(Lusa) - O grupo parlamentar do Bloco de Esquerda (BE) considera necessária a contratação de mais trabalhadores consulares, para dar "resposta efetiva" ao fluxo de pedidos de visto e de nacionalidade portuguesa nas secções consulares.

Em pedido de esclarecimento dirigido ao Ministério dos Negócios Estrangeiros, na sequência da suspensão de pedidos de nacionalidade portuguesa no consulado-geral de Portugal em São Paulo, Brasil, até 02 de janeiro de 2019, o BE vincou que "seria expectável que o Governo português tivesse um plano de contingência para lidar com a crescente solicitação" da comunidade brasileira.

Os deputados do BE admitiram terem ficado surpreendidos com aquela comunicação e questionaram o Ministério dos Negócios Estrangeiros sobre se "o aumento de demanda dos pedidos de nacionalidade portuguesa justifica a suspensão".

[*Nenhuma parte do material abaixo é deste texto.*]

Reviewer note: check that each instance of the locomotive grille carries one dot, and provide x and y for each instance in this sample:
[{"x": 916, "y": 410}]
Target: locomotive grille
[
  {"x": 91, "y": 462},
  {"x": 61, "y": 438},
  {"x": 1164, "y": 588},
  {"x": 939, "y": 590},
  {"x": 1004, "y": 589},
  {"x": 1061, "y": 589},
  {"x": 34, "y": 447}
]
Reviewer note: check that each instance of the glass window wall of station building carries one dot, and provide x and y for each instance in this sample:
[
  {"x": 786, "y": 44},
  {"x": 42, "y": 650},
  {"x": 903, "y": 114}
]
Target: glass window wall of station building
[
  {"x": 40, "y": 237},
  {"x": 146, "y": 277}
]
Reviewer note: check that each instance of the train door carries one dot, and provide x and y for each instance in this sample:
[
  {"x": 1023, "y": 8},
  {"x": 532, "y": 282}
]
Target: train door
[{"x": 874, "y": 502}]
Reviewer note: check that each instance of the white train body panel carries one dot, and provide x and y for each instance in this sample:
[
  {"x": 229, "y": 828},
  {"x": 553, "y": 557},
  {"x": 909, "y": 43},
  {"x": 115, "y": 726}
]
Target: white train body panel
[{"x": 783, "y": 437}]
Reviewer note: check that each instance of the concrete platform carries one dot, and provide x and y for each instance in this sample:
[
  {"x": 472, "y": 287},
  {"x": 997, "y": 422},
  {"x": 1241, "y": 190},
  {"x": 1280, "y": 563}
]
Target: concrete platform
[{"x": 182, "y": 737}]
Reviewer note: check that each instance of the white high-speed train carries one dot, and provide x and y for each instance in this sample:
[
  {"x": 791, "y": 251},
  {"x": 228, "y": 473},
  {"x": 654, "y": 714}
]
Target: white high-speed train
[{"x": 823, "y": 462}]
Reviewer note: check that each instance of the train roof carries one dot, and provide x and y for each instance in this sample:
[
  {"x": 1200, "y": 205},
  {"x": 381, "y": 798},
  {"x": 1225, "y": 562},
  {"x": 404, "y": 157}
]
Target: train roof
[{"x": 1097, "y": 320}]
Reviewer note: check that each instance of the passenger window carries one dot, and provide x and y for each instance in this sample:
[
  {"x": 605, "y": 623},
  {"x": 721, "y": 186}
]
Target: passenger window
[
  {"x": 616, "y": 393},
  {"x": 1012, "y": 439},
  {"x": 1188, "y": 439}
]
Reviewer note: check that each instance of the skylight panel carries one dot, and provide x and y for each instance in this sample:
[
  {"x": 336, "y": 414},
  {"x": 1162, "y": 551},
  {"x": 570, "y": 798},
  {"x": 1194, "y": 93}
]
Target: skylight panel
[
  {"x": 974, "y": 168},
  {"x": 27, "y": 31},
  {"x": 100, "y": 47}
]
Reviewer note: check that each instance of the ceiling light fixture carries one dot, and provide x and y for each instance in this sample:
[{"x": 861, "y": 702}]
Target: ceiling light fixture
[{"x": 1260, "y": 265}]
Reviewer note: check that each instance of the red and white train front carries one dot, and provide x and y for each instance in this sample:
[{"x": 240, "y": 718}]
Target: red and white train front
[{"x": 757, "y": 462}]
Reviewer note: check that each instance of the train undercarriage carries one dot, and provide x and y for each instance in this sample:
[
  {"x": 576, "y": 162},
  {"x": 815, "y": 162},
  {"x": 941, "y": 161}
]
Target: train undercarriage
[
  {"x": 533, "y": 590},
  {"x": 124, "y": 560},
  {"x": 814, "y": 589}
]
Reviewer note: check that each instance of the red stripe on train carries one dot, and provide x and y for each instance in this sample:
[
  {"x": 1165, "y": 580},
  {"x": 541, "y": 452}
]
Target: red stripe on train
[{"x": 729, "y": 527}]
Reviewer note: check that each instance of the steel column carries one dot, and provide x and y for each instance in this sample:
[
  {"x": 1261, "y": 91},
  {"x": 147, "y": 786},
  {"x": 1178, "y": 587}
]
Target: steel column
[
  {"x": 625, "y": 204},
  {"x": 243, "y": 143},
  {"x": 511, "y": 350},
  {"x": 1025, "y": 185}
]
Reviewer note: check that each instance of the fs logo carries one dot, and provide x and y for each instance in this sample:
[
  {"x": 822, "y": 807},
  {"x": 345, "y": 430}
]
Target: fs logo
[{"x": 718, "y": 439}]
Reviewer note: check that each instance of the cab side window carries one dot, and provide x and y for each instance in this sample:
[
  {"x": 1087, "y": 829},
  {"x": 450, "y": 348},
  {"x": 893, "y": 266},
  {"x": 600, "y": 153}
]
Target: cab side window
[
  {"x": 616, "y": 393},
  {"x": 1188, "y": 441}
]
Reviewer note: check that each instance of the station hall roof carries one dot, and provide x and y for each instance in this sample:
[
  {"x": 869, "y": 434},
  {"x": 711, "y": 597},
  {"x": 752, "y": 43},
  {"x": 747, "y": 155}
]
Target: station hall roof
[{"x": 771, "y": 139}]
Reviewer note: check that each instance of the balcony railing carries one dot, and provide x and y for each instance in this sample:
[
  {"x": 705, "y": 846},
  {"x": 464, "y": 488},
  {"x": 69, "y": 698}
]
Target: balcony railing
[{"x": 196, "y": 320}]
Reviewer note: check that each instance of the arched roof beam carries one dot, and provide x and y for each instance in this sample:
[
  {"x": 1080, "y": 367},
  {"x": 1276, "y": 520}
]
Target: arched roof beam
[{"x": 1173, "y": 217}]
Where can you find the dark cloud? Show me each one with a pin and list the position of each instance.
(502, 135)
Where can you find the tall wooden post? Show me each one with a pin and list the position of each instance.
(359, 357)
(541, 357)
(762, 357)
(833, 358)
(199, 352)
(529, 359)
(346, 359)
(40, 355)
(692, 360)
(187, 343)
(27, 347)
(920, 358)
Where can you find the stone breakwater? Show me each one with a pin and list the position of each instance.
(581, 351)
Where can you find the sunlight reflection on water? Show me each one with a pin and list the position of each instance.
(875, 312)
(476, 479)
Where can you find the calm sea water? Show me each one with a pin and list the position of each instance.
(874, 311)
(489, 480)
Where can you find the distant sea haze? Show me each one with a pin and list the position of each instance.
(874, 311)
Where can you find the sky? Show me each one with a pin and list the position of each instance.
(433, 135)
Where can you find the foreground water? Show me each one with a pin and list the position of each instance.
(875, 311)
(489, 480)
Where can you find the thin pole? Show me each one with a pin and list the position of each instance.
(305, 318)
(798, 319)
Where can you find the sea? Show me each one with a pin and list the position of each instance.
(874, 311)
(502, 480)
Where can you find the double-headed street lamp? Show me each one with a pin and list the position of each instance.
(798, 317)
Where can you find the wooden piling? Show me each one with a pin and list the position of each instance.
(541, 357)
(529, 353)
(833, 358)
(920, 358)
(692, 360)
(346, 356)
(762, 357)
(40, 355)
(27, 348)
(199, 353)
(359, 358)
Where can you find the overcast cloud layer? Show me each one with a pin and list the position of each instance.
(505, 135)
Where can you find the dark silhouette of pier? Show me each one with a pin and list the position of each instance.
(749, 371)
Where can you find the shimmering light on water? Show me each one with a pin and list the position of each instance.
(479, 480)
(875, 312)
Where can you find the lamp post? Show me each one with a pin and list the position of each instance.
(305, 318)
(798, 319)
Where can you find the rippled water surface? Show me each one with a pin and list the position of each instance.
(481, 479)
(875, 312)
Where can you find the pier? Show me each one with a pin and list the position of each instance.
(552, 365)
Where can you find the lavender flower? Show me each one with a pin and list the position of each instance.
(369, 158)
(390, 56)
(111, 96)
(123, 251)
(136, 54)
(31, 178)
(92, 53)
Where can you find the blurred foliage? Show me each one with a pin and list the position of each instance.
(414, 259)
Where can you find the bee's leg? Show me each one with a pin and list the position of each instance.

"Esta decisão fará com que os utentes sejam forçados a aguardar um período superior a dois meses para poderem voltar a usufruir dos serviços destes postos consulares, supondo que não se tenham que dirigir a um outro posto consular, tarefa muitas vezes hercúlea e dispendiosa dada a extensão do território brasileiro", sublinhou o BE.

O grupo parlamentar do BE recordou que "a situação presente não é, de resto, inédita, tendo em conta que a entrada de novos pedidos de nacionalidade se encontrava suspensa entre 30 de agosto e 30 de setembro de 2018".

"Coincidentemente, o Consulado Geral de Portugal em São Paulo já era, em 2016, o posto consular com o segundo maior número de atos praticados (164.195), ficando apenas atrás do Consulado Geral de Portugal em Paris (194.387), sendo que, no ano passado, chegou mesmo a ser o posto com mais atos consulares praticados em toda a rede externa portuguesa", afirmam os deputados.

Reiterando a necessidade do reforço de pessoal, o BE "discorda que a crescente procura tenha que provocar necessariamente demoras na capacidade de processamento nem que uma maior procura de um certo serviço justifique a sua suspensão".

Por isso, os parlamentares bloquistas consideraram que "uma das respostas dadas deveria ter passado pelo aumento do número de trabalhadores, quer no Consulado Geral de Portugal em São Paulo e no escritório consular de Portugal em Santos, quer na Conservatória dos Registos Centrais".

Aludindo ao facto de, segundo dados do Instituto Nacional de Estatística, "perto de 900 mil turistas brasileiros se deslocaram a Portugal no ano de 2017", o BE questionou o Ministério dos Negócios Estrangeiros "se pretende aumentar o número de trabalhadores consulares para dar resposta ao presente incremento de fluxo no Consulado Geral de Portugal em São Paulo".

Em 19 de outubro, o consulado-geral de Portugal em São Paulo comunicou a suspensão de novos pedidos de reconhecimento de nacionalidade portuguesa, que cresceram 34% de janeiro a setembro face ao mesmo período de 2017.

Além disso, de acordo com informação do gabinete do secretário de Estado das Comunidades Portuguesas, em nove meses, os pedidos de visto feitos em São Paulo aproximaram-se do total de 6.000, dos quais 61% correspondem a vistos de estudo.

"A crescente procura prende-se com a qualidade das instituições de Ensino Superior portuguesas, também com o facto de a nota de acesso ao Ensino Superior brasileiro (ENEM) ter passado a ser aceite por instituições de Ensino Superior portuguesas para efeitos de acesso ao ensino superior", referia nota enviada à agência Lusa.

O mesmo órgão informou que o consulado-geral de Portugal em São Paulo foi reforçado durante o período de verão, que corresponde a uma maior procura, com o envio de uma missão de colaboradores especializados desde Lisboa.

Sobre a procura de nacionalidade portuguesa, o gabinete do secretário de Estado das Comunidades Portuguesas destacou que se verifica com particular incidência no Brasil, principalmente desde a aprovação da alteração legislativa que consagra a atribuição de nacionalidade a netos de portugueses nascidos no estrangeiro.

Em 2017, o consulado-geral de São Paulo foi o que mais pedidos de nacionalidade portuguesa recebeu em toda a rede consular portuguesa, totalizando 12.217 pedidos, praticamente o triplo do volume verificado no segundo posto com mais pedidos que foi o Consulado-geral do Rio de Janeiro, que recebeu 4.157 pedidos.